What you could do to avoid this problem

  1. Try to always embed fonts as full sets, not subsets:

    • I don't know if and how you can control to have full font embedding when using wkhtmltopdf.
    • If you generate your input PDFs from Libre/OpenOffice, you're out of luck and you'll have no control over it.
    • If you use Acrobat to generate your input PDFs, you can tweak font embedding details in the Distiller settings.
    • If Ghostscript generates your input PDFs the commandline parameters to enforce full font embeddings are:
      gs -o output.pdf -sDEVICE=pdfwrite -dSubsetFonts=false input.file

    Some type of fonts cannot be embedded fully, but only subsetted (TrueType, Type3, CIDFontType0, CIDFontType1, CIDFontType2). See this answer to question "Why doesnt Acrobat Distiller embed all fonts fully?" for more details.

  2. Do the following only if you are sure that no-one else gets to see or print or use your individual input files: Do not embed the fonts at all -- only embed when merging with Ghostscript the final result PDF from your inputs.

    • I don't know if and how you can control to have no font embedding when using wkhtmltopdf.
    • If you generate your input PDFs from Libre/OpenOffice, you're out of luck and you'll have no control over it.
    • If you use Acrobat to generate your input PDFs, you can tweak font embedding details in the Distiller settings.
    • If Ghostscript generates your input PDFs the commandline parameters to prevent font embedding are:
      gs -o output.pdf -sDEVICE=pdfwrite -dEmbedAllFonts=false -c "<</AlwaysEmbed [ ]>>setpagedevice" input.file

    Some type of fonts cannot be embedded fully, but only subsetted (Type3, CIDFontType1). See this answer to question "Why doesnt Acrobat Distiller embed all fonts fully?" for more details.

  3. Do not use Ghostscript, but rather use pdftk for merging PDFs. pdftk is a more 'dumb' utility than Ghostscript (at least older versions of pdftk are) when it comes to merging PDFs, and this dumbness can be an advantage...


Update

To answer once more, but this time more explicitly (following the extra question of @sacohe in the comments below. In many (not all) cases the following procedure will work:

  • Re-'distill' the input PDF files with the help of Ghostscript (preferably the most recent version from the 9.0x series).

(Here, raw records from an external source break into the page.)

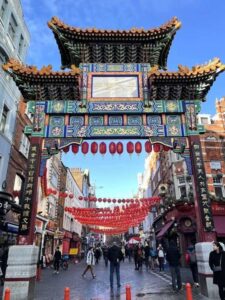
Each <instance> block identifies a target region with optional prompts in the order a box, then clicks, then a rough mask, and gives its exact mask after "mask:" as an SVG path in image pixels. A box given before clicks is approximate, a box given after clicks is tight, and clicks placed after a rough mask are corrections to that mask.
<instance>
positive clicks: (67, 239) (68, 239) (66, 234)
mask: <svg viewBox="0 0 225 300" xmlns="http://www.w3.org/2000/svg"><path fill="white" fill-rule="evenodd" d="M71 239H72V233H71V232H69V231H64V236H63V244H62V245H63V246H62V254H63V255H69V253H70V241H71Z"/></svg>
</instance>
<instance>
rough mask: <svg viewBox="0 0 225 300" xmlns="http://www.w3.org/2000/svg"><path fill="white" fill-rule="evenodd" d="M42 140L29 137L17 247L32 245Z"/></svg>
mask: <svg viewBox="0 0 225 300" xmlns="http://www.w3.org/2000/svg"><path fill="white" fill-rule="evenodd" d="M42 140H43V139H42V138H40V137H31V139H30V150H29V156H28V167H27V175H26V182H25V189H24V195H23V204H22V213H21V218H20V225H19V236H18V240H17V243H18V244H19V245H32V244H33V242H34V230H35V220H36V214H37V203H38V177H39V169H40V163H41V152H42Z"/></svg>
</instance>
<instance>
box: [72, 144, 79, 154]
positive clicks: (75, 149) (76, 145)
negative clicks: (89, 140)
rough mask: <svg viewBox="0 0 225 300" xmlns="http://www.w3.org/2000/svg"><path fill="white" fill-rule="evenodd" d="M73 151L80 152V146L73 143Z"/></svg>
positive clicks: (76, 144)
mask: <svg viewBox="0 0 225 300" xmlns="http://www.w3.org/2000/svg"><path fill="white" fill-rule="evenodd" d="M72 151H73V153H74V154H77V153H78V152H79V146H78V145H77V144H74V145H72Z"/></svg>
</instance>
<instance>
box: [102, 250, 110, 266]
mask: <svg viewBox="0 0 225 300" xmlns="http://www.w3.org/2000/svg"><path fill="white" fill-rule="evenodd" d="M108 252H109V249H108V247H107V246H106V245H103V247H102V254H103V259H104V261H105V266H106V267H108Z"/></svg>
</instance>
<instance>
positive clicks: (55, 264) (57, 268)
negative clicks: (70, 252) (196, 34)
mask: <svg viewBox="0 0 225 300" xmlns="http://www.w3.org/2000/svg"><path fill="white" fill-rule="evenodd" d="M61 259H62V253H61V251H60V250H59V247H57V248H56V251H55V254H54V269H55V272H54V273H56V274H59V263H60V260H61Z"/></svg>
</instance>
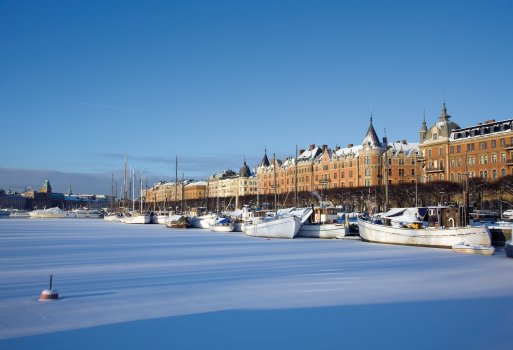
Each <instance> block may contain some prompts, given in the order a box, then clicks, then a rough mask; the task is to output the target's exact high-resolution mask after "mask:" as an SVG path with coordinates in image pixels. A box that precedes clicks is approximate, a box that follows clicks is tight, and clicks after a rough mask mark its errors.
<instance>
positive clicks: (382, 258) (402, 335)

  • The command to use is this (or similar):
    gs -o redistilled-out.pdf -sDEVICE=pdfwrite input.pdf

The resulting output PDF should then be using different (unique) prefixes to the font names, even when the input PDF used the same name prefix for different font (subsets).

This procedure worked for me when I processed a sample of original input files provided to me by 'Mr R', the author of the original question. After that fix, the "skipped character problem" was gone in the final result (a merged PDF created from the fixed input files).

like image 125
Kurt Pfeifle Avatar answered Nov 28 '22 13:11

Kurt Pfeifle


I wanted to give some feedback that unfortunately the re-processing trick doesn't seem to work with ghostscript 8.70 (in redhat/centos releases) and files exported as pdf from word 2010 (which seems to use ABCDEE+ prefix for everything). and i haven't been able to find any pre-built versions of ghostscript 9 for my platform.

you mention that older versions of pdftk might work. we moved away from pdftk (newer versions) to gs, because some pdf files would cause pdftk to coredump. @Kurt, do you think that trying to find an older version of pdftk might help? if so, what version do you recommend?

another ugly method that halfway works is to use:

-sDEVICE=pdfwrite -dCompatibilityLevel=1.2 -dHaveTrueType=false

which converts the fonts to bitmap, but it then causes the characters on the page to be a bit light (not a big deal), trying to select text is off by about one line height (mildly annoying), and worst is that even though the characters display ok, copy/paste gives random garbage in the text.

(I was hoping this would be a comment, but I guess I can't do that, is answer closed?)